If you choose to stay "safe," your goal should be to minimize the damage from low rates and keep your options open should rates rise. "
And in this environment, IMO, one option for this might be a longer term CD which has a relatively benign interest penalty (say no more than three months) for early withdrawal. Then, if rates rise considerably (or an emergency requires access to the cash), the penalty is probably more than offset by the higher yield you received while the CD was in force, especially if you held it for a year or more already.
I'm planning to retire next year, and I recently moved a small wad of money to an Ally Bank IRA. I have 2 accounts set up, one a 2 year CD (1.2% or so) and the other savings (.85%). Interest rate is minimal, but the comfort in knowing this will help me keep my plan on track even with a market downturn is worth a heckuva lot.
Case in point to the above: A 5-year Ally Bank CD is currently yielding 1.73%. Their one-year CD yields 1.01%. The interest penalty for early withdrawal is 2 months interest.

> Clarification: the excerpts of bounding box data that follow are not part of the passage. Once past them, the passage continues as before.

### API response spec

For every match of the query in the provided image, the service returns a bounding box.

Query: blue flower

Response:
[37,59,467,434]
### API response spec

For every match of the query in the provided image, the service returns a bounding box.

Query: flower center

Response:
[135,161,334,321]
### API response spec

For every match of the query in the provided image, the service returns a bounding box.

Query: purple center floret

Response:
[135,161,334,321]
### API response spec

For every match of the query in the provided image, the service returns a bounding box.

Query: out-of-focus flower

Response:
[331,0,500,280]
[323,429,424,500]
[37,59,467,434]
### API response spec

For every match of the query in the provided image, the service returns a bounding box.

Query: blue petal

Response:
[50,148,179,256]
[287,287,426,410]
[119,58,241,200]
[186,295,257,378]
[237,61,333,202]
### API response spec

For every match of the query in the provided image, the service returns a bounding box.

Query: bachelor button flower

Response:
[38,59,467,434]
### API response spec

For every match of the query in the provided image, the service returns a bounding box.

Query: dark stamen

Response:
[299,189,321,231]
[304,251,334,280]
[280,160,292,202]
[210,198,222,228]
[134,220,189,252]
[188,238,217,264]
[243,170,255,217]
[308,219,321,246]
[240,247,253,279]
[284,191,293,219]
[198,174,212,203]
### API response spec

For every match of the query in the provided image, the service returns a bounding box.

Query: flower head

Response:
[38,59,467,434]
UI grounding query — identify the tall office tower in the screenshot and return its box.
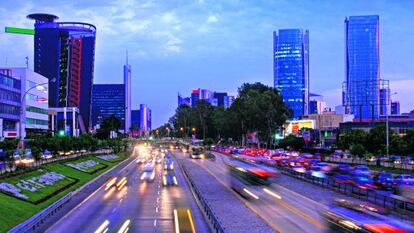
[139,104,151,135]
[124,53,132,132]
[391,101,400,115]
[91,84,126,130]
[273,29,309,118]
[213,92,227,107]
[178,93,191,107]
[343,15,380,121]
[191,89,200,107]
[27,14,96,132]
[309,93,326,114]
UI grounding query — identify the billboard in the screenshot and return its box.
[285,119,315,135]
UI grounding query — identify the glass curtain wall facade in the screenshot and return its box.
[273,29,309,118]
[92,84,125,130]
[27,14,96,131]
[343,15,382,120]
[0,72,21,139]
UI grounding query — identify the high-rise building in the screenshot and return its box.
[343,15,382,120]
[124,54,132,132]
[139,104,151,135]
[273,29,309,118]
[0,71,22,139]
[224,95,235,108]
[213,92,227,107]
[391,101,400,115]
[131,109,141,130]
[380,88,391,116]
[92,84,126,130]
[0,68,49,138]
[27,14,96,132]
[191,89,200,107]
[178,93,191,107]
[309,93,326,114]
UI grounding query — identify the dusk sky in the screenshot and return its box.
[0,0,414,127]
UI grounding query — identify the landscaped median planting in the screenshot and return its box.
[0,153,126,232]
[96,154,123,162]
[0,169,77,204]
[65,158,107,174]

Let's say you make a $10,000 deposit in each, and withdraw each after a year.
For simplicity I will ignore the compounding of interest (monthly or quarterly), as they are trivial for this duration and at these low rates.
With the 1-year CD you'd have $10,101 with the assumption above at the end of the year. There is no penalty; the CD has matured. With the 5 year, the interest is $173, but you lose 1/6 of it (two months out of 12) so it is about $144 after the penalty. Hold for longer than one year, and the case for the 5-year is more compelling the longer you hold it.
With only a 2 month interest penalty it seems hard to justify not reaching for the 5-year if you feel confident you'll hold the CD for, say, 6 months or so. And even if rates spike before then, the current rate is so low that the lost of two months' interest is so trivial that it shouldn't be an impediment to cashing it out early, eating the penalty, and reupping at a higher rate.
And Ally, in fact, may be among the "best in show" for this strategy because not only do they have very competitive rates, but their early withdrawal penalty (2 months interest regardless of duration) is among the most benign I've seen anywhere.